As well, the clan has been accused of using the local police force in Maguindanao in carrying out the massacre. Under the Local Government Code, the local government units have operational control over the local police forces. In the case of the Maguindanao Massacre, the local police units were said to have been compromised by the clan through because the clan had full control over the appointments and perks of the local police officers.
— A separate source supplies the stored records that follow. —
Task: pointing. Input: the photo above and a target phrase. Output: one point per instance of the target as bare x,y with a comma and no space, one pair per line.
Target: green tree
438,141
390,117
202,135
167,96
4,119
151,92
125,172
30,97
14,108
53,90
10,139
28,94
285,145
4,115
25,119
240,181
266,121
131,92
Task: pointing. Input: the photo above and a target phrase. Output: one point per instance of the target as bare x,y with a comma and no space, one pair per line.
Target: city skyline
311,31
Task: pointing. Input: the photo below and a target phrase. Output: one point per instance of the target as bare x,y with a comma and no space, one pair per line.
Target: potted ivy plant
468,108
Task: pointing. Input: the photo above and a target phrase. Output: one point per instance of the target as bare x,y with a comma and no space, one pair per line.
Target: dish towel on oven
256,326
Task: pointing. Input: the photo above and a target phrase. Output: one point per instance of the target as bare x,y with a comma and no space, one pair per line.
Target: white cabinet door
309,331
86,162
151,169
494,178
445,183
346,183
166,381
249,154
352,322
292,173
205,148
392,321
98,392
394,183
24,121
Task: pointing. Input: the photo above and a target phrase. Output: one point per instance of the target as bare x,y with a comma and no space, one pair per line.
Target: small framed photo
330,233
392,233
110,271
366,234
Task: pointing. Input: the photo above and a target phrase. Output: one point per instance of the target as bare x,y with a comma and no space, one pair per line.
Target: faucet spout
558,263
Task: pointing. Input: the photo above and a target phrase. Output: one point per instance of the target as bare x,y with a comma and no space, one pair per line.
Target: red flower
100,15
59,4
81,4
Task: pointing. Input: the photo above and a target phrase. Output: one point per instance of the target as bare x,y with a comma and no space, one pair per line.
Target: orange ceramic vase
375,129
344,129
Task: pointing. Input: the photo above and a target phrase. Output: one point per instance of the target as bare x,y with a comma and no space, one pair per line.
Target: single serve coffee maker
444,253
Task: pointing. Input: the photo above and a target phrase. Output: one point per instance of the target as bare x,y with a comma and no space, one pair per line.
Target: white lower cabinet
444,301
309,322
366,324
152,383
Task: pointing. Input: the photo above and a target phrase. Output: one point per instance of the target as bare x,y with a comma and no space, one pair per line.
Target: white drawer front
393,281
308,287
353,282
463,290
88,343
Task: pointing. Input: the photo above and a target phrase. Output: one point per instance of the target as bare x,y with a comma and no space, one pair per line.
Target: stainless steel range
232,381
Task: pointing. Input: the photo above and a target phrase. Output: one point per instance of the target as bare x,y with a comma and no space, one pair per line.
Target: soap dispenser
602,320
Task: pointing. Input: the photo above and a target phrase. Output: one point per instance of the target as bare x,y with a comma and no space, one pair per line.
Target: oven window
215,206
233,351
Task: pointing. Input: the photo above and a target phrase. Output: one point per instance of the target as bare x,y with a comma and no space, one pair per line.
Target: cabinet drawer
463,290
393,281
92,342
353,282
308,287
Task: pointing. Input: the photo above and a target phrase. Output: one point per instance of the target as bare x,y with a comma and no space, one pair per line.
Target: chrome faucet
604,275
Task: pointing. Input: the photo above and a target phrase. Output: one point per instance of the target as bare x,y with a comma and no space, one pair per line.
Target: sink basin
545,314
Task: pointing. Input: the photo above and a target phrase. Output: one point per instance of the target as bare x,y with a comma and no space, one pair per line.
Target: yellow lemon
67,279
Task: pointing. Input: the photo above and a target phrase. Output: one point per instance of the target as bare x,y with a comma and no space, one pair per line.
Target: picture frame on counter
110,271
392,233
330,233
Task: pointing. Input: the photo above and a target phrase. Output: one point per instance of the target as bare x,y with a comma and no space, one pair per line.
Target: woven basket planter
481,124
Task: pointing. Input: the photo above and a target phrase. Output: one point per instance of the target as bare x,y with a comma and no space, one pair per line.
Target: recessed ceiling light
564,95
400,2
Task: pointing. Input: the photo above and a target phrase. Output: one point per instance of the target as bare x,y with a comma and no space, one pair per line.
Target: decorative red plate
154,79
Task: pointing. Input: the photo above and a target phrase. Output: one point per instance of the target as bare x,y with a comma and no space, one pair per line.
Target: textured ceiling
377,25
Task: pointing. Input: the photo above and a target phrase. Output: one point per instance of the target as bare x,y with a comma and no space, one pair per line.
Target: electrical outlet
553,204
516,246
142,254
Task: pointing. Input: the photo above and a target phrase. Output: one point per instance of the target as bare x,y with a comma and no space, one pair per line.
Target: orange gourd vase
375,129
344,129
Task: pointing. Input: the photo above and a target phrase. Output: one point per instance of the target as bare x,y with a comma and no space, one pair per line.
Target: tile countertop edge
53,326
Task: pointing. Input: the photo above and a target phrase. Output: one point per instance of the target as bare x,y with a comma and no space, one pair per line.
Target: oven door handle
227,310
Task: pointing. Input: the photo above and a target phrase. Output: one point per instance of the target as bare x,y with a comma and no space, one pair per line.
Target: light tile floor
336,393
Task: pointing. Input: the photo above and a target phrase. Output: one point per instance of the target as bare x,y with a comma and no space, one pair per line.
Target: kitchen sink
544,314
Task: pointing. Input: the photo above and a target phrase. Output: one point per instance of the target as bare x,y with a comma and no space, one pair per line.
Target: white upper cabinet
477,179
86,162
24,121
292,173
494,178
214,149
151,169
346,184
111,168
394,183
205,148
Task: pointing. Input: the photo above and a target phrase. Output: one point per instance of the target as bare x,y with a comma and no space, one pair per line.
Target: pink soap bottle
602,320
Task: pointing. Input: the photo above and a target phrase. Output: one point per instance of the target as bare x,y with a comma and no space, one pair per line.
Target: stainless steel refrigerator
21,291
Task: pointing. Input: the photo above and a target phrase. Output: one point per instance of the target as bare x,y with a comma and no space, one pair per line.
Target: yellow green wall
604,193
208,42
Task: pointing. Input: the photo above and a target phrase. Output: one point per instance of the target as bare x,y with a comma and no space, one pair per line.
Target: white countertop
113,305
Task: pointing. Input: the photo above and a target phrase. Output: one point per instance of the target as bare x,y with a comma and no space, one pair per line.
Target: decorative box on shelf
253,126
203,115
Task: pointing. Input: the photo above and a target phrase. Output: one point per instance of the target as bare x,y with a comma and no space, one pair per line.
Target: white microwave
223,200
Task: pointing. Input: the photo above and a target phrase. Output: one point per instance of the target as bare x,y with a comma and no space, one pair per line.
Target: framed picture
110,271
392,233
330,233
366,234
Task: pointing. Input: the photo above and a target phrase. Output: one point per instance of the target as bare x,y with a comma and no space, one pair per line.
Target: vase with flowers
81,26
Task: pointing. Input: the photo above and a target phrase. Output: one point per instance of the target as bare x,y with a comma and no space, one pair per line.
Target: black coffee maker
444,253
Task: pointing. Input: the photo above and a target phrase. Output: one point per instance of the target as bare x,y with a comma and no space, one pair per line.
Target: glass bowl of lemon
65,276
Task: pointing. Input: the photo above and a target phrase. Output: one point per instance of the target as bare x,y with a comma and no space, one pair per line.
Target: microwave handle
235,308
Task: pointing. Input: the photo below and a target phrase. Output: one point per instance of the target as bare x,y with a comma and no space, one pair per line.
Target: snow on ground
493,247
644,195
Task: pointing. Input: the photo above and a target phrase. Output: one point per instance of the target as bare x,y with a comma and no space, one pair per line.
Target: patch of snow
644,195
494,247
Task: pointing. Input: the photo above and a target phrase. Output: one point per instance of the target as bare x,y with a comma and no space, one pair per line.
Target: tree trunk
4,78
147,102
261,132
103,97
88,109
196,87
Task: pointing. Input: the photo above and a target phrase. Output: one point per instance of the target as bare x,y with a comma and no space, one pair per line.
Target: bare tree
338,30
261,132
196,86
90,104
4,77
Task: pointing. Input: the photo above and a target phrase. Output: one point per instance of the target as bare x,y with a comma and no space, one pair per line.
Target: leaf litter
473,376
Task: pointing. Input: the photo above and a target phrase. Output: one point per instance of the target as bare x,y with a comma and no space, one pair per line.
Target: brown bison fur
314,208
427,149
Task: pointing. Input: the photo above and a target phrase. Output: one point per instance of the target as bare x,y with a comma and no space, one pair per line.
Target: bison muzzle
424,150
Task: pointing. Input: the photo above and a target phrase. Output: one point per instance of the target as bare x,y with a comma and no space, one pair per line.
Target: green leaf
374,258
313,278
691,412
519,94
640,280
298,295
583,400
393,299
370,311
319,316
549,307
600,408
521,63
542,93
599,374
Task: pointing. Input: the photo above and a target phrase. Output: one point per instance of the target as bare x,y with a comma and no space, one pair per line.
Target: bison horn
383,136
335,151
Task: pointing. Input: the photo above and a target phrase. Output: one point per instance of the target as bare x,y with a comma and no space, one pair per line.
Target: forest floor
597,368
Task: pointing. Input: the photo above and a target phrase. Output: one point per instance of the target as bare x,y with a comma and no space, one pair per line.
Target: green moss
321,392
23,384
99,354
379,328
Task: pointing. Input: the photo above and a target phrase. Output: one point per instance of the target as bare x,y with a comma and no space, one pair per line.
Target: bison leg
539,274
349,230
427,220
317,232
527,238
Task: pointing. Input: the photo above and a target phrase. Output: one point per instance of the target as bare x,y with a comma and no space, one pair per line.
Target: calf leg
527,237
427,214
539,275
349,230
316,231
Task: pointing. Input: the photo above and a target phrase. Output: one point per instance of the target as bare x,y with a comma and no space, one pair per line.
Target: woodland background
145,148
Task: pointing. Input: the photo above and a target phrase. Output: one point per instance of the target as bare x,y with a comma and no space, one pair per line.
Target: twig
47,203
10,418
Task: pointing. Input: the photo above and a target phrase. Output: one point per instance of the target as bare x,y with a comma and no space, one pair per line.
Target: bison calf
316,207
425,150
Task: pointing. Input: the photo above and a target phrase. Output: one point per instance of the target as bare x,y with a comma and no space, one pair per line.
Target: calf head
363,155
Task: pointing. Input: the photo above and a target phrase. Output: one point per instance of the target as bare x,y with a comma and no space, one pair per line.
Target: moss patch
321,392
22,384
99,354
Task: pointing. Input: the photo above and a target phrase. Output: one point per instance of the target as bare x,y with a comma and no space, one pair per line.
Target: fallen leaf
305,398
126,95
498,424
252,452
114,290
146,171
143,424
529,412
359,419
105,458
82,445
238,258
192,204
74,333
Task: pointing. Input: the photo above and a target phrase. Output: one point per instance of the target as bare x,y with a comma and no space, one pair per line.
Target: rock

During the course of the case study, it was also recommended that there should be a “community and peer support in the prosecution of criminal cases” and a “rationalized and integrated financial and other support for victims of atrocious crimes, including families of the Maguinndanao Massacre victims.” These recommendations stem from the outcome of a series of FGDs with the families of the massacre victims.
“In this respect, a cohesive financial support program with support coming from various sources may be rationalized and administered just by one agency, perhaps the CHRP or the DSWD, so that the families need only coordinate with one agency, Requirements can be streamlined by such agency, so that the families need not undergo repetitive processes for screening, which merely add to the famlies’ difficulty and frustration,” the case study recommends.
The most recent case in point of this was when news that a number of the families of massacre victims have allegedly opted to settle with massacre prime suspects of the Ampatuan clan. Legal counsel Harry Roque of the Center for International law posted in his blog that the families of 14 massacre victims had reportedly signed a written authority with a “close associate” of the Ampatuans to broker a settlement with the accused sometime in February, this year.
Roque’s law firm is representing four of the 14 families who supposedly opted to settle. However, he claimed that the “settlement” was made without his knowledge and that he got wind of the settlement deal from one of his clients.
Although the news of the 14 families of massacre victims considering a settlement with the Ampatuans may come as a shock for most who have been following the massacre case, National Union of Journalists of the Philippines (NUJP) national chair Rowena Caranza-Paraan said that the move is not “surprising” and that it should not paint the families of the massacre victims as ”sellouts.”
Caranza-Paraan said that there are two main factors that made the families tempted to strike a settlement deal—the snail’s pace of the court trial and families’ lack of sources of income.
“It would always be the decision of the victims’ families. But whether some of them decide to accept a settlement or not, the search for justice for those killed will continue because many of them will never settle,” Caranza-Paraan said.
As observed in the prosecution of EJK and other human rights violations cases in the country, testimonial evidences play a crucial role. When witnesses and families of massacre victims are killed, harassed and often times slapped with trumped up retaliatory charges in court quicker than the respondents of the cases are arrested, then it negates the whole judicial process.
“Hence, there is critical need to secure witnesses. Unfortunately, one common observation is the lack of funds and insufficient of support for witnesses under the Witness Protection Program (WPP),” the case study points out. Thus, the case study also recommends that the justice department’s Witness Protection Program (WPP) be enhanced and its coverage increased.
“Truly, the Maguindanao Massacre was an unspeakable crime. It represents all that is evil in our political system. It shows what is dysfunctional in our legal processes. The only good that can come out of it is that it compels us to train our sights on these infirmities, and galvanizes our resolve as a nation to address it. The above recommendations are made in this light, so that the lost lives of the victims may not be put to naught,” the case study reads in part.